Malgré ce contrôle approfondi, certaines dérives persistent. Les acheteurs publics développent des stratégies d’évitement du contrôle juridictionnel, notamment en fractionnant artificiellement les marchés.

Vers un renforcement de l’encadrement juridique ?

Face aux risques persistants de distorsion de concurrence, un renforcement de l’encadrement juridique des marchés négociés sans publicité apparaît nécessaire. Plusieurs pistes de réforme sont envisageables pour concilier souplesse de la procédure et respect de la concurrence.

Un durcissement des conditions de recours à cette procédure pourrait être envisagé. Le législateur pourrait ainsi restreindre les cas d’urgence impérieuse ou renforcer les exigences de motivation de l’acheteur public.

L’instauration d’une obligation de transparence ex post constitue une autre piste prometteuse. Les acheteurs publics seraient tenus de publier a posteriori les informations essentielles sur les marchés négociés conclus.

Le renforcement des sanctions en cas de recours abusif à cette procédure pourrait également dissuader certaines pratiques. L’introduction de pénalités financières ou l’engagement systématique de la responsabilité des acheteurs sont des options à étudier.

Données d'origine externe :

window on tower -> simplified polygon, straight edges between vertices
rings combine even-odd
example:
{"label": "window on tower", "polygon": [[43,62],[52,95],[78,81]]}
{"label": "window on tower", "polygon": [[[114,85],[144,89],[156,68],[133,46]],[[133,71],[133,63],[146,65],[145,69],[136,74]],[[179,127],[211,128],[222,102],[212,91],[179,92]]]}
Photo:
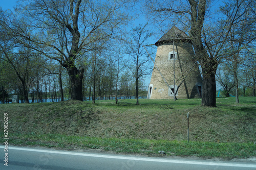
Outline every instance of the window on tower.
{"label": "window on tower", "polygon": [[173,59],[174,57],[175,54],[171,54],[170,55],[170,59]]}
{"label": "window on tower", "polygon": [[168,55],[168,60],[173,60],[177,59],[177,53],[176,52],[170,52]]}

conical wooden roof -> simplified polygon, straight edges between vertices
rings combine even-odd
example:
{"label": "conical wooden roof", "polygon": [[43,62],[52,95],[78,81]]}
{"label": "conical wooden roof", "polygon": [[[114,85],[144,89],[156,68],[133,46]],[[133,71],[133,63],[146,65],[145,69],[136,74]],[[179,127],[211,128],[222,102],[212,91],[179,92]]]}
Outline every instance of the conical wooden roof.
{"label": "conical wooden roof", "polygon": [[190,38],[186,33],[174,26],[167,33],[166,33],[155,45],[158,46],[164,43],[173,42],[173,40],[179,40],[179,41],[190,41]]}

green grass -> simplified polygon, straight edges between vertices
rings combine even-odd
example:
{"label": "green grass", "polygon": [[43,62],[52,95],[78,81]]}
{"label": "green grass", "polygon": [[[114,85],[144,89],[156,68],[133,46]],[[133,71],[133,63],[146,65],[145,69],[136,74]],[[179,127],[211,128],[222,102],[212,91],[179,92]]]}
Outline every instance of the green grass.
{"label": "green grass", "polygon": [[[225,159],[256,154],[256,98],[114,100],[0,105],[8,113],[9,143],[125,153]],[[186,115],[190,113],[189,139]],[[2,129],[4,119],[0,119]],[[3,132],[3,130],[2,130]]]}
{"label": "green grass", "polygon": [[224,159],[244,158],[256,156],[256,145],[249,143],[218,143],[186,141],[169,141],[101,138],[60,134],[16,134],[10,142],[15,144],[34,145],[65,149],[101,149],[126,154],[156,156],[164,151],[167,156],[198,156]]}

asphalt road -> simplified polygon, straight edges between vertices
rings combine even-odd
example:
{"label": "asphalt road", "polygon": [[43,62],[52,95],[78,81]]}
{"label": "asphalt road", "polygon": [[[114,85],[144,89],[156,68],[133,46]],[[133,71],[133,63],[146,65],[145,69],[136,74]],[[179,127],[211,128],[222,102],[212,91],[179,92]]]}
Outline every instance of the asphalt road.
{"label": "asphalt road", "polygon": [[153,158],[27,147],[8,147],[8,152],[5,152],[3,145],[0,146],[0,169],[256,170],[256,162]]}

Enfin, un élargissement des voies de recours offertes aux entreprises permettrait de mieux garantir le respect de la concurrence. L’assouplissement des conditions de recevabilité du référé précontractuel ou l’introduction d’un recours spécifique sont des pistes à explorer.

Ces évolutions devront toutefois préserver la souplesse inhérente à cette procédure, indispensable dans certaines situations. Un équilibre délicat devra être trouvé entre protection de la concurrence et efficacité de l’action publique.

La formation des acheteurs publics jouera un rôle clé dans la mise en œuvre de ces évolutions. Une meilleure connaissance du cadre juridique et des risques encourus permettra de limiter les dérives.

In fine, c’est vers une responsabilisation accrue de l’ensemble des acteurs que doit tendre l’encadrement juridique des marchés négociés sans publicité. Seule une prise de conscience collective permettra de garantir une concurrence loyale et équitable dans l’accès à la commande publique.